Rishi Sunak last month announced that the UK has overtaken France to be the 8th largest auto manufacturing sector in the world. Data from Make UK estimates that in 2021 auto manufacturing output was £218 bn [GB] vs £210 bn [FR] with more recent figures suggesting that it continued to grow to £224 bn last year.
In the same week, BMW Group said they are to invest in excess of £600 million into MINI factories in Oxford and Swindon, protecting 1000s of jobs. This follows other notable announcements such as Tata Group's £4 billion gigafactory and Stellantis’ £100 million investment into Ellesmere Port.
This is all, of course, welcome news for both the economy and the industrial sector on which its growth relies, but with supply of new units tight and impacted by falling construction starts, how do we keep the motor running?
In the second quarter of this year, the manufacturing sector overtook logistics demand, 36% of all big box space leased. In 2022 the manufacturing sector only accounted for 15% of take-up in sheds. As demand from other sectors softened towards big box industrial and logistics units in Q2 2023, renewals of existing Jaguar Land Rover and BAE Systems leases which amounted to over one million sq ft, and Rolls Royce taking 145,000 sq ft at St Modwen’s Derby delivered a strong quarter for manufacturing. Furthermore, Tesla have reported significant interest in a new 338,000 sq ft unit in Milton Keynes.
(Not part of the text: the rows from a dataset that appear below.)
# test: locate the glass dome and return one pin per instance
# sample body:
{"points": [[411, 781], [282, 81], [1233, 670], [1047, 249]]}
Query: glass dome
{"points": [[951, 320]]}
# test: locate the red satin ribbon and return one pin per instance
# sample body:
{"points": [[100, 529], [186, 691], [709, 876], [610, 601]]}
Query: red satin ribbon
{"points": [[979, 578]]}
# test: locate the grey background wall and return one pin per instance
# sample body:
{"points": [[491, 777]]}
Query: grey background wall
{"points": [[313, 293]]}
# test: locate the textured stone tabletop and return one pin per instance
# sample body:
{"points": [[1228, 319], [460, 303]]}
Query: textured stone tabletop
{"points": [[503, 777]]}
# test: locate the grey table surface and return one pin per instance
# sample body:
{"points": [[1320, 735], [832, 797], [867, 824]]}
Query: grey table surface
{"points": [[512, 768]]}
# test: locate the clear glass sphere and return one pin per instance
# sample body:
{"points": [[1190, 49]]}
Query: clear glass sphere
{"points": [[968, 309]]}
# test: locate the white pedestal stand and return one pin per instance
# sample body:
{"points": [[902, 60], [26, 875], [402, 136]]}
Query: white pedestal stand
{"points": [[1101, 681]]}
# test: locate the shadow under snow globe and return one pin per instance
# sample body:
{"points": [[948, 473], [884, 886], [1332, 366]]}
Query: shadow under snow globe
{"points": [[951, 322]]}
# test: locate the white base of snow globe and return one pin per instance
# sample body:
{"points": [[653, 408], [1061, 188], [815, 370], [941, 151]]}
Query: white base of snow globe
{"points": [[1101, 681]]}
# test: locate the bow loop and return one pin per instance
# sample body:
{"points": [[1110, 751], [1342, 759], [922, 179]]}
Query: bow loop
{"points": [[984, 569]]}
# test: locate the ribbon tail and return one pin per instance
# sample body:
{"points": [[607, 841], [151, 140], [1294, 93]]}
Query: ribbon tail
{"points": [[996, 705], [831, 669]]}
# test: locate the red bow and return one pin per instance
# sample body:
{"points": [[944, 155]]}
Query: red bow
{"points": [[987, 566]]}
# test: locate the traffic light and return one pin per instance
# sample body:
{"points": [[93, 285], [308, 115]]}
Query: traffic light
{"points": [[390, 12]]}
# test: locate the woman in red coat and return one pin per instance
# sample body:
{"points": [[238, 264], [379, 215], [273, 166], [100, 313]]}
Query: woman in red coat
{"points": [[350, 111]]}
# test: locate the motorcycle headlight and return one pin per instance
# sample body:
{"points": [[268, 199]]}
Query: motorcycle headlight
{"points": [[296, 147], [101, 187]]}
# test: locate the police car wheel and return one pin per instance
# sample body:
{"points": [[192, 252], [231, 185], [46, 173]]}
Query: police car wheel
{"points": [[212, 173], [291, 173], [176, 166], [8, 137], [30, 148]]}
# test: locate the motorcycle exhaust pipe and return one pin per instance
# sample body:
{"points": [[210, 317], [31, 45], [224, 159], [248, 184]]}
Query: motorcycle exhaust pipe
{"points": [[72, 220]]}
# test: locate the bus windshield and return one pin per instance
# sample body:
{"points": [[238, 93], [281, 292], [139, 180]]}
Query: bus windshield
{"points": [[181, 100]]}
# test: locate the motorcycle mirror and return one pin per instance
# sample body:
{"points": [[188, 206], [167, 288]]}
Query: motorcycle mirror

As the automotive sector thrives, the demand for space may see it coming up against the diverse occupiers in industrial property. Logistics has dominated big box take-up in recent years with operators like Amazon, Evri, DHL and Iron Mountain taking millions of sq ft. In Q3 of this year, non-automotive manufacturers like Caterpillar, Modpods and LWC Drinks have taken over 500,000 sq ft combined. Diversity in big box occupiers means that car manufacturers and their suppliers will have serious competition for top units.
To give you an idea of the scale we’re dealing with, The Society of Motor Manufacturers and Traders (SMMT) reports that there are 25 car manufacturers currently in the UK, served by the 2,500 component manufacturers in the country. That’s a significant demand pool on its own without factoring in continued on-shoring as ‘Made in Britain’ moves closer to a reality. It’s not only a case of cutting down supply time, having production within the UK allows for stronger quality control too.
While big box spaces have taken the headlines in car manufacturing, suppliers will look to take stock up to 100,000 sq ft. These existing spaces mostly need retrofitting to meet occupier demands on operational efficiency. As part of these refurbishments, landlords should consider the requirements of the automotive supply sector, predominantly access to power, as there is potential for rental growth as the sector revs up.
Having been in the shadows of the logistics boom, it would appear that industrial estates are going to see a lot more activity. The announcements from JLR and BMW have given much clarity to suppliers on production, particularly for electric vehicle parts. Having held back on expansion, it is now full speed ahead and even softened sentiment from the prime minister on his green agenda will not be a red light on the clear direction of travel towards EV. Clearly, with the support of the industrial sector, the future will be electric.